PPS: it has now been months since talk of establishing a ‘community reference group’ to work with council on the East Village project. Thus far – silence! Will this group eventuate and if so will it be when all the planks have already been set in stone?
May 24, 2017 at 9:41 PM
Unfortunately, so many people had opposition to affordable/ social housing. Disappointing.
May 24, 2017 at 10:09 PM
yes I agree, disappointing indeed
May 25, 2017 at 10:15 AM
Was it explained properly?
May 25, 2017 at 11:33 AM
No not really, east bentleigh is a wilderness middleclass closed minds, so a good explanation could have helped eased some minds
May 24, 2017 at 10:58 PM
A few thing got my goat:-
1/ The jobs and growth mantra, we saw it here in East Village (draft) visionary statement, and also the Glen Eira wide draft at last night’s council meeting, jobs and growth is featuring large. Since when has it been a city council’s job to put this amount effort sweat into shoring up the employment market. Statement like 80% percent of Glen Eira residents leave our city to commute to their workplace daily, therefore providing local jobs will be of a great benefit to us locals. Well maybe.
What if any control does council have over any of these final outcomes of who hires who, when and where., I personally think very little to almost none.
Is this just adopting Turnbull’s jobs and growth mantra, jobs and growth; jobs and growth, phew! give me a break from all this political speak, please!
The best way to get a job in Melbourne is, leave the country, come back with a work visa, agree to to be exploited ie.work for under the award wages and you’re in. This is reality of almost every business/shop I visit these days in Glen Eira.
2/ I attend a public form via a general invitation, and council wants to know what type of house I live in?, and what type of house I want to live in in 15 years time?
So, not only are they pretending to gather ideas and opinion they generally ignore, because they know better, they then try a fleece me of personal data as well, all this without the courtesy of even a simple explanation of why they want or need this info. I may have been more forthcoming if they had been more forthcoming.
May 25, 2017 at 2:31 PM
The numbers they gather would be useless anyway if only from 100 people. Yet, such numbers can be distorted to prove whatever they like.
May 25, 2017 at 12:29 PM
Same old points made over and over again. People don’t want huge residential development and more cars on already congested roads.
May 25, 2017 at 5:49 PM
First class questions posed. The “answers” will only come at the end of a very long drawn out process and once the developer has got his rezoning amendment through. It is really whistling in the dark which is copying Caulfield village.
May 25, 2017 at 9:17 PM
My thinking is, its going to cost many 10’s of millions to clean up the pollution from the sites industrial past. There’s acres of asbestos roofing down there, and the soil pollution is likely to be server to very server in places, with a lot of the pollution being inside the flood zone. (that’s big clean up money). A add the flood zone problems Special Building Overlay SBO requirements possibly limiting basement style car parking on a sizeable area of the site.

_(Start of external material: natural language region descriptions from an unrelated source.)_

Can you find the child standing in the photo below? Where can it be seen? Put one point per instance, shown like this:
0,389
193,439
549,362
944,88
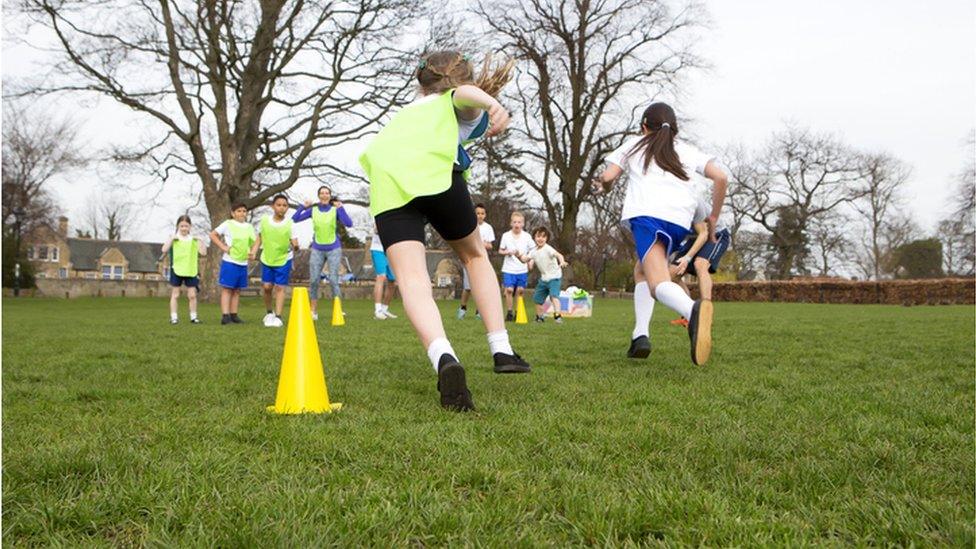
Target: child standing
658,207
385,283
487,236
184,251
415,167
276,238
238,237
550,264
326,246
515,274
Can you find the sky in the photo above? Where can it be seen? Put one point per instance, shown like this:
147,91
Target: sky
890,76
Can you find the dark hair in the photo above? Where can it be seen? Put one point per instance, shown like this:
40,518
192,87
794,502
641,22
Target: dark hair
658,144
181,219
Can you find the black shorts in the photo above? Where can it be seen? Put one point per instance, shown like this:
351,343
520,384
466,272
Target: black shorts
450,213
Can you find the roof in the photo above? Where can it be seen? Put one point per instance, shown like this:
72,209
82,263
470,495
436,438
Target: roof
143,257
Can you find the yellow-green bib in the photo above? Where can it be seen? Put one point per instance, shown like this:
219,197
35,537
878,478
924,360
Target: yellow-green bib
185,261
413,155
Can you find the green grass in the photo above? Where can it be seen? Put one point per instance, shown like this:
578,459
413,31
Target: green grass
812,424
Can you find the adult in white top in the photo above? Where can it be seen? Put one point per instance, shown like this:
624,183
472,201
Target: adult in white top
658,208
488,238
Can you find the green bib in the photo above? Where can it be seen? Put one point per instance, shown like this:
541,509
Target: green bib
324,224
275,242
242,238
413,155
185,261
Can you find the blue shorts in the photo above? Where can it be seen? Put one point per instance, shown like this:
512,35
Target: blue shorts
546,289
712,251
510,280
647,231
176,280
279,276
232,275
381,265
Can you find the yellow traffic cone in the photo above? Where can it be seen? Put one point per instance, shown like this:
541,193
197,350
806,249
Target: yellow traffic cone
301,385
338,319
520,316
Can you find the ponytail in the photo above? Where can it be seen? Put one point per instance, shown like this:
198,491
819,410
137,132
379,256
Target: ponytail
658,144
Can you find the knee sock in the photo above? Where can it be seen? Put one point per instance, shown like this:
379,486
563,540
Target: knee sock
437,348
643,309
675,298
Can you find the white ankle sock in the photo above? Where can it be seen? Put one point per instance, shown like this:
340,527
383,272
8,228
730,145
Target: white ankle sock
438,348
643,309
674,297
498,343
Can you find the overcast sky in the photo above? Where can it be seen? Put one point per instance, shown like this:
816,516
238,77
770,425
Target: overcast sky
896,76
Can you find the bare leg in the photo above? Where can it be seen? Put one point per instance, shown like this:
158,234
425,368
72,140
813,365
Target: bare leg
409,262
484,282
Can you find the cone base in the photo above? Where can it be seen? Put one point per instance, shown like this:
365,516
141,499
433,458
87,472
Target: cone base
333,407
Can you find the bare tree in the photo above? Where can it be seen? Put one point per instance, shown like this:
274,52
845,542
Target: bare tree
884,176
243,93
586,67
798,177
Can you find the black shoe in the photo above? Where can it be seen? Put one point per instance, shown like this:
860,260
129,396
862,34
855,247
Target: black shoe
510,364
639,348
452,386
700,331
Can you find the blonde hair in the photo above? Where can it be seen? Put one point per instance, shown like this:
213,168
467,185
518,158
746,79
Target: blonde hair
442,70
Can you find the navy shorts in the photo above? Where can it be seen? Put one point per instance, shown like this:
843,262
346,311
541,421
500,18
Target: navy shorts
712,251
176,280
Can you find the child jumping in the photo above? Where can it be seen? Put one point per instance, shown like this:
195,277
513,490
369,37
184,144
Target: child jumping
487,236
184,267
515,274
658,207
415,166
238,237
276,238
550,264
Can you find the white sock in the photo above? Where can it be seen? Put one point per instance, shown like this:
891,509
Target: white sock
498,343
643,309
438,348
675,298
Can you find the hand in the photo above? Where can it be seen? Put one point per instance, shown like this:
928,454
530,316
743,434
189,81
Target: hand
498,119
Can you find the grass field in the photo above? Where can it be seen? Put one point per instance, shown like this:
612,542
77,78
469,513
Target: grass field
812,424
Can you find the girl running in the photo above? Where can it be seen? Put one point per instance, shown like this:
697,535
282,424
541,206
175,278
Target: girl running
658,207
415,167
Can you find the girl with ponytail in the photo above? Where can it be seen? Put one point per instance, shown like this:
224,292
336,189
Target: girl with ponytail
416,168
659,207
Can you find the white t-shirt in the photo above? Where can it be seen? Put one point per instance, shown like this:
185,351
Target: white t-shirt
521,243
659,193
291,235
224,230
547,262
487,233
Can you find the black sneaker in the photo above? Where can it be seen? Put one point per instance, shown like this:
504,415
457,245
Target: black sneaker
700,331
639,348
510,364
452,386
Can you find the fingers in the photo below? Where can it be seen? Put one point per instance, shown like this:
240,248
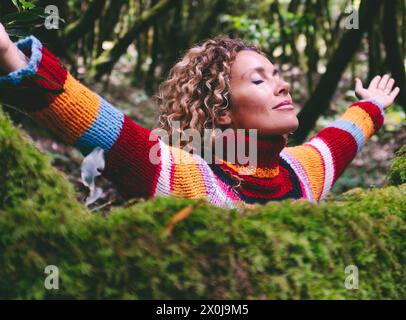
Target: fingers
394,93
389,86
358,85
374,82
383,82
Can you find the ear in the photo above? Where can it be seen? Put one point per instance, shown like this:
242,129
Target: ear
225,119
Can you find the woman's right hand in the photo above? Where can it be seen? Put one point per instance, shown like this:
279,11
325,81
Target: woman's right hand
5,42
11,58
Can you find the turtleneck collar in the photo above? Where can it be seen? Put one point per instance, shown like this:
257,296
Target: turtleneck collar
261,158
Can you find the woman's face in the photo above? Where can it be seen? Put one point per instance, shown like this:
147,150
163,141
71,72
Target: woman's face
256,91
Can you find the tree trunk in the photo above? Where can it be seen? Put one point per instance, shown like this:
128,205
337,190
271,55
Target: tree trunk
394,58
106,61
318,103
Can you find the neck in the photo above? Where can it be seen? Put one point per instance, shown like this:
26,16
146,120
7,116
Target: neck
262,152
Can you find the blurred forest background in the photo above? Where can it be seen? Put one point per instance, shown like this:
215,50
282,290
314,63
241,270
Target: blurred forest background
123,49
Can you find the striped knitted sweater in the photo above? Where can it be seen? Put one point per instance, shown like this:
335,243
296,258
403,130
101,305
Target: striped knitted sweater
47,92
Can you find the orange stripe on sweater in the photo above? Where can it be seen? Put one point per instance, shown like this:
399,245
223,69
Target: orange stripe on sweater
312,163
360,118
72,113
187,178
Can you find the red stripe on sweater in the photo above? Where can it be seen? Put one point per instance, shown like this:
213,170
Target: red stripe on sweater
128,164
343,148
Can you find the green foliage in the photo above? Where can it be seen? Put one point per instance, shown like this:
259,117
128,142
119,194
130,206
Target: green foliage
397,173
281,250
21,23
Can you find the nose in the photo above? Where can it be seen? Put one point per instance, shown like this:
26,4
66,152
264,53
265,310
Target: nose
281,88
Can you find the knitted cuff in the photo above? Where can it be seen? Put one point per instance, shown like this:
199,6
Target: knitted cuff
374,109
35,86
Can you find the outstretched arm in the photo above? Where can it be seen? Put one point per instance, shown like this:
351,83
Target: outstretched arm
37,83
320,161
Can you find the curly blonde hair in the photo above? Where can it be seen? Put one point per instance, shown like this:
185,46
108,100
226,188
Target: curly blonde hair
197,89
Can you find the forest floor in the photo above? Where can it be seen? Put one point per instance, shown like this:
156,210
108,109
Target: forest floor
368,169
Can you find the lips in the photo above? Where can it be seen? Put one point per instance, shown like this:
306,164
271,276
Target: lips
283,104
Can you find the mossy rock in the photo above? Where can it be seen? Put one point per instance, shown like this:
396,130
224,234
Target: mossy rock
281,250
397,172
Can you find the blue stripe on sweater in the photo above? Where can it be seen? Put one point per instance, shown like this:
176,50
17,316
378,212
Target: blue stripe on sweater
104,131
351,128
31,68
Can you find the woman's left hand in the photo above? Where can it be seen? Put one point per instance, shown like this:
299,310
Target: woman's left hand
380,89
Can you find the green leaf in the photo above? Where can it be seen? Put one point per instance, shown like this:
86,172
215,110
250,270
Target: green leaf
27,5
15,2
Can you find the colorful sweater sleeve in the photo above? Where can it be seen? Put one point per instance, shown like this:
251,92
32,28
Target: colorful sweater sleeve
320,161
47,92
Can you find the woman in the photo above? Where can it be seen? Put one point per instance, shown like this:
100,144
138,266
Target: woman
224,84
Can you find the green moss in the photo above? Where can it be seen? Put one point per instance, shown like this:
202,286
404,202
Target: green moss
397,172
282,250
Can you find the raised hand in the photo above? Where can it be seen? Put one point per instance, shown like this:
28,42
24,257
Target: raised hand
380,89
11,58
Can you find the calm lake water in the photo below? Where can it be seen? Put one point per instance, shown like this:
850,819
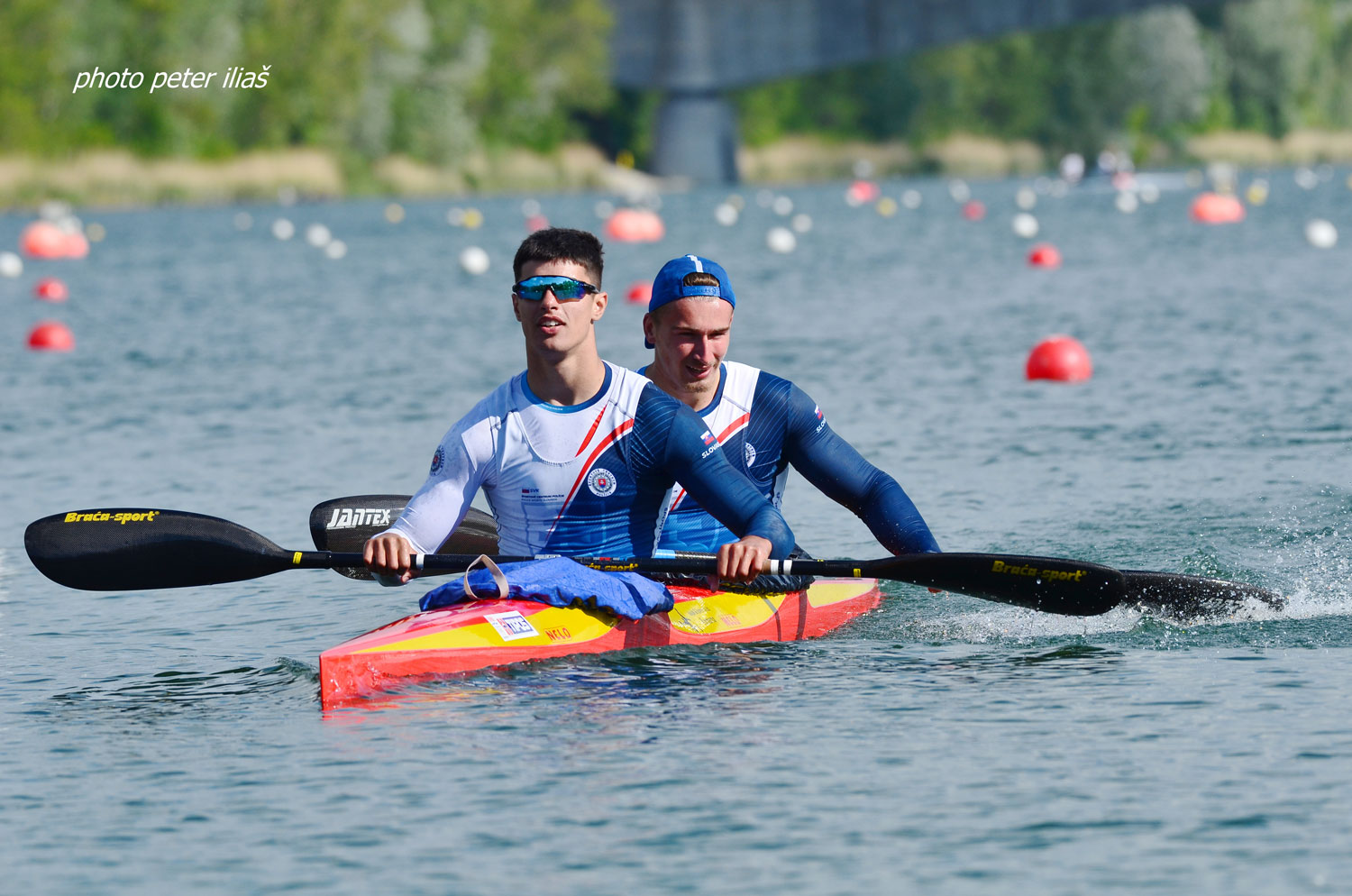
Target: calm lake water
172,741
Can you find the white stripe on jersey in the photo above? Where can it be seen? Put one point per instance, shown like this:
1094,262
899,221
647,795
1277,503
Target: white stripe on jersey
530,460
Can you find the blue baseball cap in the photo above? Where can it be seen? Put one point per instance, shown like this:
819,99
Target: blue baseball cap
670,284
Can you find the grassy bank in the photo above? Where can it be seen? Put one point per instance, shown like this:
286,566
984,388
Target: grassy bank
116,178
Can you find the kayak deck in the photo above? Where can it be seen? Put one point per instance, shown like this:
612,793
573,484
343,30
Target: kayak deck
491,633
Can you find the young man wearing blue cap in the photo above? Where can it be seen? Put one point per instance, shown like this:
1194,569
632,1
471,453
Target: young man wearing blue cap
578,455
764,424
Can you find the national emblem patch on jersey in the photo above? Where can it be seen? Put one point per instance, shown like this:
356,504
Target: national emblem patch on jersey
600,481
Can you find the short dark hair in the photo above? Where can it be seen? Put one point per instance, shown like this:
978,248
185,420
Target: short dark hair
560,243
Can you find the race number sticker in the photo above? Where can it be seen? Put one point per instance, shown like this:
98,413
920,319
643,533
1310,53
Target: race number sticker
511,626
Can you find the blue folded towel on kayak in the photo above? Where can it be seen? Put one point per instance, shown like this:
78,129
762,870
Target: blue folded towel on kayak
560,581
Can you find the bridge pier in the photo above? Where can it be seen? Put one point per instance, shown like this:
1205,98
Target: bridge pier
697,130
697,138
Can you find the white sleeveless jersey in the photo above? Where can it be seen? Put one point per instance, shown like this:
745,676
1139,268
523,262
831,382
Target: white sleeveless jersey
560,480
687,526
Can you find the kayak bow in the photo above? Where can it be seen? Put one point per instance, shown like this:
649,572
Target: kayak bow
491,633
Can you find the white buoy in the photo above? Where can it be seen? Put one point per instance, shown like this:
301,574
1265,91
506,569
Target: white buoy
1321,234
318,235
473,260
1071,167
1024,224
10,265
781,240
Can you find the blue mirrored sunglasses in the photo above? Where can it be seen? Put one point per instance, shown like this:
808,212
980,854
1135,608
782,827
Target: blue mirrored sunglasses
564,288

East Village is shaping up to have some deep problems, but nothing money cannot fix. And it certainly would hurt for the developers to grossly inflate the clean up costs either.
With these problems the developers are going to go for the max they can get in both density and in height on this site. Its will be jobs and growth and profit.
The Victorian Planning Authority (VPA) will view this pollution clean up as a big step forward for the residents and for Glen Eira and for upper Elster Creek catchment that traverse underground across this site. (A Melbourne Water Report has stated Elster Creek is Melbourne most polluted water way entering the Port Phillip Bay) 72% of Elster Creeks catchment lays within Glen Eira, the clean up is largely in Glen Eira’s hands.
To make this happen the VPA is likely to very symptomatic towards the developers problems and position. Just how big that VPA compromises will be, is the big question.